Customer engagement centric transformation addresses the digital disruption within the insurance industry where the customer is the focus. The industry is at a crossroads of understanding the best approach due to varied digital maturity levels and organizational alignment in adopting digital technologies. Although the expectations of digital technologies to increase revenue, cut costs, expand business and drive innovation are immense, many companies still struggle to solve their internal problems. Such moves are not truly customer centric. A customer-centric transformation should focus solely on the customer and address the needs of each customer segment (B2C, B2B, E2E) with a tailored value proposition. Successful customer engagement strategies are all about being simple and efficient around process, channel, organization, product and services.

Insurers are executing initiatives such as new channel rollout, Omni channel management, next-gen portal development or expansion, and unified collaboration platform development for brokers, consumers and employees. But customer engagement-based transformation demands ongoing customer focus, process and people excellence, channel optimization, product-service innovation, agility and organizational alignment. The good news is that unlike internal transformation, which demands big bang implementation, this transformation can be executed in parallel with a company's need to reassess its business model. It forces leaders to address customer needs holistically, not merely financial targets, which generates demand and delivers competitive advantages.

BI transformation has been in the limelight for the past three years. It focuses on leveraging data for improving business decisions. But while data is a key asset, it needs to be used appropriately. There are dozens of technologies in the market for managing data and delivering associated data services. Even with these technologies, insurance companies have struggled not with how they use these technologies but how to address business objectives and end-consumer requirements appropriately. Insurance companies have spent millions of dollars building data warehouses, marts and operational stores in the past, but now senior leaders are hesitant to spend big bucks on large BI programs.

BI transformation needs a serious rethinking. It cannot be executed in isolation as core systems, customer engagement methods, customer preferences, and channel and distribution networks change, making traditional BI platforms obsolete. There is a need to link other transformational initiatives with BI initiatives in order to deliver real value to carriers.
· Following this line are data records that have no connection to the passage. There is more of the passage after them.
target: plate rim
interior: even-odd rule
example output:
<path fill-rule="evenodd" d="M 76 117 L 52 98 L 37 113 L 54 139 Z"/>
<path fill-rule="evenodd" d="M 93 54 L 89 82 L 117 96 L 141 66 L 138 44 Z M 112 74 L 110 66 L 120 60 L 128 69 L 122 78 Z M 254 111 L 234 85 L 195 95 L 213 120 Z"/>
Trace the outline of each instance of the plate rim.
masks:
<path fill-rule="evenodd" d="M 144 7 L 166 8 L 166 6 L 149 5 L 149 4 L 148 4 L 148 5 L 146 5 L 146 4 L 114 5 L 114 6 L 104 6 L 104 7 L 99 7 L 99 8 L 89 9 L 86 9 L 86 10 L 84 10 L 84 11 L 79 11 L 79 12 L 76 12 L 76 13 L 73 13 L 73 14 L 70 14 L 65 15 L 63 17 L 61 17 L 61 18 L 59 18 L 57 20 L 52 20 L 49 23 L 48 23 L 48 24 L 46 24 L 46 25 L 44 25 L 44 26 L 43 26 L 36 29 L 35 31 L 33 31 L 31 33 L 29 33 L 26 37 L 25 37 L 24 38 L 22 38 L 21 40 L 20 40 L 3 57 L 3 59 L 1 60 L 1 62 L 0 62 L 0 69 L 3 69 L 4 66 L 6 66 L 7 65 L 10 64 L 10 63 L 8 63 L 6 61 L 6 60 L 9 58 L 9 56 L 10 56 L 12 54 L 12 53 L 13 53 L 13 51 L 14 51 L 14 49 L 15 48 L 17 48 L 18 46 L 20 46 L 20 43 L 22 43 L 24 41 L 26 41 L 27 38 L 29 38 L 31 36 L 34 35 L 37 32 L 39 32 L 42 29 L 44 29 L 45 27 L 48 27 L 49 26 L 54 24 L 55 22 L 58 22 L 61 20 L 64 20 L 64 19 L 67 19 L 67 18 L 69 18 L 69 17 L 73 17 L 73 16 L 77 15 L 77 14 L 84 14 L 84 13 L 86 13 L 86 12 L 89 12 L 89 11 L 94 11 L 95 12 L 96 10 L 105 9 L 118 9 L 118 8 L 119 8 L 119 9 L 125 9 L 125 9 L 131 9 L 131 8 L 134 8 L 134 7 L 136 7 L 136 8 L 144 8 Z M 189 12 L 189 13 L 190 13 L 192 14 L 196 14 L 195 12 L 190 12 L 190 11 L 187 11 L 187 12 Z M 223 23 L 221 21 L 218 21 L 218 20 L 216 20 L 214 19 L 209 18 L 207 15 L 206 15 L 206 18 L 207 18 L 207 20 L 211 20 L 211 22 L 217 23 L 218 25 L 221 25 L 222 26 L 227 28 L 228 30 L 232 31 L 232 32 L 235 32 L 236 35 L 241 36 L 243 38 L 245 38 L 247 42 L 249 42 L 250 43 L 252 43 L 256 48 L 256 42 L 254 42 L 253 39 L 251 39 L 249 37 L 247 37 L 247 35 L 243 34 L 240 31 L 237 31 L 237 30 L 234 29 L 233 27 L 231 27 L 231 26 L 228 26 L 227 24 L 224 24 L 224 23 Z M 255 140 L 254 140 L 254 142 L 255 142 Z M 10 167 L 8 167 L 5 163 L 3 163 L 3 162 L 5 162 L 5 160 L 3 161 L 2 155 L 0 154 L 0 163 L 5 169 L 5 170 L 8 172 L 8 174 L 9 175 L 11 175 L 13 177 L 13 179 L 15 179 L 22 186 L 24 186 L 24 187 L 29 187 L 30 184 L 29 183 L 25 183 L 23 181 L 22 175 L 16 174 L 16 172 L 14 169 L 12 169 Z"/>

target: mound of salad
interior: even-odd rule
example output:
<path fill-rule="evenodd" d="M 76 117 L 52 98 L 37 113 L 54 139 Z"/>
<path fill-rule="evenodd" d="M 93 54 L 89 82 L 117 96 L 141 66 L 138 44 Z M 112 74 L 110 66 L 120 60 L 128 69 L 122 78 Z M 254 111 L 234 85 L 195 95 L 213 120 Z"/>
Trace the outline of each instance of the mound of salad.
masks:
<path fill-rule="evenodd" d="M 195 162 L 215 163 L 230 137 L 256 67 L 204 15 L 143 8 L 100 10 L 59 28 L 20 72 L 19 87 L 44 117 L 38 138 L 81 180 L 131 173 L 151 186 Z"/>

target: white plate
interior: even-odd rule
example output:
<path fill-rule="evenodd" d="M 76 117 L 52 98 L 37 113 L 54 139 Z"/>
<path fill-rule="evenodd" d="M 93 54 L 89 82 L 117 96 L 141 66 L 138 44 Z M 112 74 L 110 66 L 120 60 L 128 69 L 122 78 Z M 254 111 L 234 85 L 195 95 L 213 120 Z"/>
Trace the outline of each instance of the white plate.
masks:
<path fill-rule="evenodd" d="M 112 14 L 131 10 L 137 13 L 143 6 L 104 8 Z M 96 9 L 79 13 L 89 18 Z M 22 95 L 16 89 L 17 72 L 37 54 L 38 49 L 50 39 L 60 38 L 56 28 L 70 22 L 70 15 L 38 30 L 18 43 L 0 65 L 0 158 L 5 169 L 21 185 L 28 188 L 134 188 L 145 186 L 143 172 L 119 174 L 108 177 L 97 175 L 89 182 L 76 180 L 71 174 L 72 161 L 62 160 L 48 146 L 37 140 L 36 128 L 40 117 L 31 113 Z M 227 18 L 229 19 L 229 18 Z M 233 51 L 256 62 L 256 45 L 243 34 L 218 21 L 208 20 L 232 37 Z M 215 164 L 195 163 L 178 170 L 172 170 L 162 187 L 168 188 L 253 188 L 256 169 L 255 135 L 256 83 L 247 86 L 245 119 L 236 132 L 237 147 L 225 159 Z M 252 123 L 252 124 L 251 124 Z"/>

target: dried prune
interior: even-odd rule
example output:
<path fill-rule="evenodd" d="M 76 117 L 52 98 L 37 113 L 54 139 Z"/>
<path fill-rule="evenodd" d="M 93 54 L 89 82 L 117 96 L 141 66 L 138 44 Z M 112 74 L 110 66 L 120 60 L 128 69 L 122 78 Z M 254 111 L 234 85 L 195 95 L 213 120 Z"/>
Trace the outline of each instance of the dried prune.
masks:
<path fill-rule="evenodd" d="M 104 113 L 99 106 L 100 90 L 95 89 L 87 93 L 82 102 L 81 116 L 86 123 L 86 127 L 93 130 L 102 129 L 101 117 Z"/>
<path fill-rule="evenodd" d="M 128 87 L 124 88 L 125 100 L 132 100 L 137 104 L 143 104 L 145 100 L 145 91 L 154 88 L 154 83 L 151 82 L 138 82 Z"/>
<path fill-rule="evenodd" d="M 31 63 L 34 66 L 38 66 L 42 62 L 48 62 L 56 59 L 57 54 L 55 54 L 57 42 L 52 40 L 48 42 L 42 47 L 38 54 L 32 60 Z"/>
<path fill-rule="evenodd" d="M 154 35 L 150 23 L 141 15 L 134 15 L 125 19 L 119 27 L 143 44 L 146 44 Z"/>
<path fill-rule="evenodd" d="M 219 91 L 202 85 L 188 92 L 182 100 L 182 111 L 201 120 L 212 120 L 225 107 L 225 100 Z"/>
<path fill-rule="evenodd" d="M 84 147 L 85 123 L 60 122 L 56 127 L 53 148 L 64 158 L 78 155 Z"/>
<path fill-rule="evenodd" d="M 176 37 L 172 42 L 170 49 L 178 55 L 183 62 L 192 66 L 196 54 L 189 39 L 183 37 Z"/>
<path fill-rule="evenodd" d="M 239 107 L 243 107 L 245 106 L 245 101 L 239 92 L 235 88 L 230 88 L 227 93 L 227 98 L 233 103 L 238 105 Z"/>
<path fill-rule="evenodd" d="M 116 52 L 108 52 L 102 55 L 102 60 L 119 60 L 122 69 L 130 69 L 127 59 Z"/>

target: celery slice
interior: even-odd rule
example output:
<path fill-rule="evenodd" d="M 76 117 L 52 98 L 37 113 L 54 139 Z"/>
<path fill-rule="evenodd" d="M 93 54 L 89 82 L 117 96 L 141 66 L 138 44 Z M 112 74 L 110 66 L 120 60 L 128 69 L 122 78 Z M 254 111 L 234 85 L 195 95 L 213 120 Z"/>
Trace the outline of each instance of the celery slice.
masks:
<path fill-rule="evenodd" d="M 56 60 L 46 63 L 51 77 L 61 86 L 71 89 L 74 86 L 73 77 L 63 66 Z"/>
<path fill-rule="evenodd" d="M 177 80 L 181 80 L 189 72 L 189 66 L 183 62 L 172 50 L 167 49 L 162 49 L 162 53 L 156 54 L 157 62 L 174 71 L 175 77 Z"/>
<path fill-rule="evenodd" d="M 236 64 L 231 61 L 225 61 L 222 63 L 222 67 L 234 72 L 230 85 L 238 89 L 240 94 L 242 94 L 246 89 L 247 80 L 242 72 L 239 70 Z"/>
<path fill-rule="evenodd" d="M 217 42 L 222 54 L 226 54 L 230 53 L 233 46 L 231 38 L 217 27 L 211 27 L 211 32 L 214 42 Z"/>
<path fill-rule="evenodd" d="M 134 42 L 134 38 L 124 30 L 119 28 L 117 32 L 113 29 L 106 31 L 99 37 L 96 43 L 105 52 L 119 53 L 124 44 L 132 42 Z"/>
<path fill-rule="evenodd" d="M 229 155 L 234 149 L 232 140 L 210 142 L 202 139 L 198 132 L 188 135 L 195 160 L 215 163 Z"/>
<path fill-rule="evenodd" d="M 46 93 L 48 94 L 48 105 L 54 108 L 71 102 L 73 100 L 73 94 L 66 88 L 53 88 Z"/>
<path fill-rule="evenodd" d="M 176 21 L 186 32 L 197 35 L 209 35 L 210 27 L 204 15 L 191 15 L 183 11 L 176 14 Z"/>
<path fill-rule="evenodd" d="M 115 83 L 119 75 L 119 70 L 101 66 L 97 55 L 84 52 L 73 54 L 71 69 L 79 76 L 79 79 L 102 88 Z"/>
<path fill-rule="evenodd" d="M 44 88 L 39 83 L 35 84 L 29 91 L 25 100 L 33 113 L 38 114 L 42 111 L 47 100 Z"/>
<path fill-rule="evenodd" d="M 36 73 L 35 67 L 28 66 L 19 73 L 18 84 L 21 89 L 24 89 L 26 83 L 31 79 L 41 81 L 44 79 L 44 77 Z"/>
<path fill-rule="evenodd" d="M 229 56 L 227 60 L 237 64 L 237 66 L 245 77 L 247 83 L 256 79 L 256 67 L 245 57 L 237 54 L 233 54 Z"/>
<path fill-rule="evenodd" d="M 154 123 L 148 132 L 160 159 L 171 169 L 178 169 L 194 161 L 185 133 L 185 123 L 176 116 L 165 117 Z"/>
Going forward, this means BI transformations will be incremental in nature.

For an effective BI transformation, companies need to build a common scalable data hub or platform that offers flexibility to interface with any business unit. Senior leaders also need to define common data standards, governance processes, ownership rules and common integration gateways. Many companies are moving to a subscription based BI where each business unit is the sole sponsor of their data requirements that is serviced from a common/shared service platform or private cloud-based infrastructure. The downstream consumers of such data also subscribe to this common platform and sponsor their own business needs. This brings us closer to true collaborative BI where business and IT stakeholders agree on a common data exchange and governance framework and the SLAs and sponsorship lie with the chief data officer.
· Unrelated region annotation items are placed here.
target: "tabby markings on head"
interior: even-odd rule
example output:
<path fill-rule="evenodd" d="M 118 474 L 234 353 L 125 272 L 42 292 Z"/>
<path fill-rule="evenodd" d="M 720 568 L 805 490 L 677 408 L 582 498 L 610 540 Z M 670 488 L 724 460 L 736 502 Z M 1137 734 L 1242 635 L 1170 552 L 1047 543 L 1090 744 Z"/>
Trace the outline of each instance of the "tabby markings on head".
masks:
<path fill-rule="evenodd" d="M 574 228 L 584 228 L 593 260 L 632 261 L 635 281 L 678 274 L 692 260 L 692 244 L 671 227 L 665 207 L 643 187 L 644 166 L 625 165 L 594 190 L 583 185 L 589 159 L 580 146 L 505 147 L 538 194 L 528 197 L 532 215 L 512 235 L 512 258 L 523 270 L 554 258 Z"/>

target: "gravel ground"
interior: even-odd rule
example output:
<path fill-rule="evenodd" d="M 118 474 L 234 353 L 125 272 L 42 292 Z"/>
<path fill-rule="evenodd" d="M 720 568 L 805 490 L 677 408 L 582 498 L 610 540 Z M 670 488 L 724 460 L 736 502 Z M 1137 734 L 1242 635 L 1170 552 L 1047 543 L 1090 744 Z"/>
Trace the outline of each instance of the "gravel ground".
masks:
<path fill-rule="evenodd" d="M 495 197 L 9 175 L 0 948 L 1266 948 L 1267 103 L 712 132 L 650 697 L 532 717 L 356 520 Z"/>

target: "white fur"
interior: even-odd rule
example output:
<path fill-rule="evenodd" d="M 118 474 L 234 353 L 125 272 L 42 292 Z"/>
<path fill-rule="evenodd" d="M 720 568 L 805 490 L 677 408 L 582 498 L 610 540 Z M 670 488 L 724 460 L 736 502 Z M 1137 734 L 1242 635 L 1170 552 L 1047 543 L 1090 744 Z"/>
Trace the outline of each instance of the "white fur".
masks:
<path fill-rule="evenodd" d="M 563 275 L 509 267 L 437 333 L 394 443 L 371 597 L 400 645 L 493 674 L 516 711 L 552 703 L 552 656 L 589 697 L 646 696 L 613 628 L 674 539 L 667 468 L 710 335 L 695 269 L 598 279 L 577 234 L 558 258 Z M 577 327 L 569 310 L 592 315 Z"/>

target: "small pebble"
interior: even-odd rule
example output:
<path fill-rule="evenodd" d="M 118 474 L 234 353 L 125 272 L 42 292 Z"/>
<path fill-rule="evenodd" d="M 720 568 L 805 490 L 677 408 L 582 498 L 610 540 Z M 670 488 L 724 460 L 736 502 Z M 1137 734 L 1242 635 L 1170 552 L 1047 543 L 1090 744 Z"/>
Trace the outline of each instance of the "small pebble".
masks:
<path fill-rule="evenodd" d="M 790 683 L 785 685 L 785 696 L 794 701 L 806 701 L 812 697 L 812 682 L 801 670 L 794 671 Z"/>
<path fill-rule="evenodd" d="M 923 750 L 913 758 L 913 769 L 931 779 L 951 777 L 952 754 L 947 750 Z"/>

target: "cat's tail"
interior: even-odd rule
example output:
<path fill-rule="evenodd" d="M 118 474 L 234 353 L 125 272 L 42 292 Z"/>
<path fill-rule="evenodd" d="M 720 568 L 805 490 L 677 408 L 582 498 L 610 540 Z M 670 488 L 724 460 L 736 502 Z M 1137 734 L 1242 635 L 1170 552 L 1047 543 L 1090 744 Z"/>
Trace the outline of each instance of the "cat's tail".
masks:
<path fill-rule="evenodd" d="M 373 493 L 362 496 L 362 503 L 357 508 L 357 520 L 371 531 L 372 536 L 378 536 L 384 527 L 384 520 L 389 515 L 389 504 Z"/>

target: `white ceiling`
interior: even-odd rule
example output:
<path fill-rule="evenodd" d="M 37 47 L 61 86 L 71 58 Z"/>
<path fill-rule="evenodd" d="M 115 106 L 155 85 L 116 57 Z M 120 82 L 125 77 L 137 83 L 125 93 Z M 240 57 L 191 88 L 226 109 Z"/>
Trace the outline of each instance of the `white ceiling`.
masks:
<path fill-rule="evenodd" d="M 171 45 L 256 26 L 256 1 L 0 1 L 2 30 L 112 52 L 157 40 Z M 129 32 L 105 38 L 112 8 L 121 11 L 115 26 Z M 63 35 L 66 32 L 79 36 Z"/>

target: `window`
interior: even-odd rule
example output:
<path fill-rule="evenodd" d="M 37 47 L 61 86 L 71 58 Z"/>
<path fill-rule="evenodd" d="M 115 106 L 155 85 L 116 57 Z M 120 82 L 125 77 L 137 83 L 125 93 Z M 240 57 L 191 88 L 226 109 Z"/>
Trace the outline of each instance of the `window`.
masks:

Transformational forces need to be addressed carefully across the entire industry. Start building foundation layers for transformation based on business models, resources and internal parameters. With no standard recipe to implement these transformations, execution is the most important element for delivering success. Insurers should build or repair their execution engines before making heavy investment in these areas. Phased execution is recommended for delivering transformations, but companies must take a customer centric approach and assess value proposition before getting started.